The alligator, Dinner, whipped its body in an attempt at escape, but all it affected was a crackle like small-time fireworks against some dead leaves. This was the universe’s way of getting me back, of bringing it all full circle. We’d met him only a few minutes ago, but I felt as if he’d had us imprisoned for weeks. “But we already paid you,” I said. “We already—”

He interrupted: “That wasn’t really no ask.”

The Zimzee settled himself down on the same termite-occupied log we’d used as a bench the night before. He held his sawed-off shotgun in one hand as if it were a cheap can of beer, not paying too much attention to it, but not about to let it go, either. Dinner lay docile at his feet.

There once was a time when the slightest provocation—when the opposite of a provocation—would get me hard in an instant, but my cock hadn’t stirred in days. Maybe being on the road, or not eating much, or the last time I’d had a boner… something like that must have robbed me of the quick-trigger teenage-given right to an erection.

“He wants to make a sort of live porn out of us,” I whispered to Jay. “That’s all.” For some reason, the idea made me giddy. I could be fucked by Jay in the ass, almost like a reversal of what I’d done to Tosh, and then I would be free and I could go on my merry way and never have to look at Jay’s sick sad hole of a face ever again. I could find my mom and see what she was like and then grow up on the other side of this godforsaken swamp.

“Hurry up, boys. Make something happen.” The Zimzee’s shotgun goggled at us through its barrels, two close-together, stupid looking eyes.

I put my hands up under Jay’s shirt. His body felt softer than it should, with the sharp poke of bones close beneath the puffy skin. I closed my eyes and thought of a porn magazine I’d seen where the ropes were so tight across the women’s breasts that it looked like their flesh was about to split.

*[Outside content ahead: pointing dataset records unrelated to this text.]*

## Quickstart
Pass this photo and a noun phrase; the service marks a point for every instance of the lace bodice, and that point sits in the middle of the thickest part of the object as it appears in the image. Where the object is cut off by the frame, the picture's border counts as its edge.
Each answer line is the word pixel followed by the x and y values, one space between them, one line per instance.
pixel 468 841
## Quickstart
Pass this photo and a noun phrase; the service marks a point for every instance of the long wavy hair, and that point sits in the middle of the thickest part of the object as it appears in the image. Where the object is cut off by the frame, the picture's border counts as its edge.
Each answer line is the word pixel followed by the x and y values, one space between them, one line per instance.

Jay said, “I don’t want to do this.”

“Muzzle up, man. Come on.” Never before had I been the stronger of us, but somebody had to keep it together, to get us out of this. I grabbed the front of his shorts. The fabric was grimy, and it felt like I was touching earth. “He could shoot us. I really think he would. We’ve got to.” I thought about Stella; Stella and Jay were sort of the same person, genetically. But still I couldn’t get hard.

Jay’s eyes skittered back and forth, and I could see a wild flit behind his pupils, or maybe I just saw that he’d given up. But he nodded, and that was all the signal I needed to get to work.

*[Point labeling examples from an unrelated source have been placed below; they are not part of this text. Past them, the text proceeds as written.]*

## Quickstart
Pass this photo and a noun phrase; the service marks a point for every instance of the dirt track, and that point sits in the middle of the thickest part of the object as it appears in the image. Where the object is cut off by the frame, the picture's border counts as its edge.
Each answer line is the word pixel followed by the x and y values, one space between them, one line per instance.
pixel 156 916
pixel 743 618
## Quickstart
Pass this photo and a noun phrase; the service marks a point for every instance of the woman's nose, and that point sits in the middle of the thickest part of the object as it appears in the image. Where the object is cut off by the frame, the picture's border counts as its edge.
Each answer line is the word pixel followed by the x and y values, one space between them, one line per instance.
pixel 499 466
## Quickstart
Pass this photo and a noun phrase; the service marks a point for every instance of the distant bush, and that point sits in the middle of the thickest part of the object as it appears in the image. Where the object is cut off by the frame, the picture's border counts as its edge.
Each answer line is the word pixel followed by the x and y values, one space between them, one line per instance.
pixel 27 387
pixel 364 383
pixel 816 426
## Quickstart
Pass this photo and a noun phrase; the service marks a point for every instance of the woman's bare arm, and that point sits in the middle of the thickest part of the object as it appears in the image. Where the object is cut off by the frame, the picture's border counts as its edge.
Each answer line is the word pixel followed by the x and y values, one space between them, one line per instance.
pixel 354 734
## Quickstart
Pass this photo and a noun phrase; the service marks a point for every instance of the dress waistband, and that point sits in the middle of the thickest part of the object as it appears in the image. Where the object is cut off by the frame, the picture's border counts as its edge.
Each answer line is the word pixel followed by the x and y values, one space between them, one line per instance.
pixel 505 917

“Your hip bones,” I said to Jay as I pulled down his shorts. They rose sharply from the concave bowl of his stomach. “It’s okay. Remember: just concentrate.” Excitement was riling up my stomach. Not the sexy kind, but the kind that told me any minute now, I could be skipping away from this hell and back to civilization. I had to come, and then I would be free. Maybe I’d never come again. Maybe I’d stop using my cock altogether as a personal punishment for the reason we’d left Delaware.

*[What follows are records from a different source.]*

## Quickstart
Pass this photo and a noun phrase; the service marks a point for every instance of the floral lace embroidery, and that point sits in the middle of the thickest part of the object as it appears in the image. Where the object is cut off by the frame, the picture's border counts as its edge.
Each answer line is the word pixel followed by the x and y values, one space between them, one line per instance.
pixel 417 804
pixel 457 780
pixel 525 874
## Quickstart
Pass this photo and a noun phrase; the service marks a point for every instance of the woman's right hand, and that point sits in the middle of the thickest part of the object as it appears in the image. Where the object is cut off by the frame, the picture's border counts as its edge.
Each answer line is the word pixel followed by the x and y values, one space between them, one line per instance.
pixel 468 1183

Jay now stood naked before me, but he wasn’t making any moves to take off my own clothes, so I did it for him. There we were, our socked feet against the loamy soil, vines hanging down from the tree above us, two Adams after the apples got chewed. My mother would probably take me to church with her on Sundays; maybe the priest would topple over if I confessed this sin.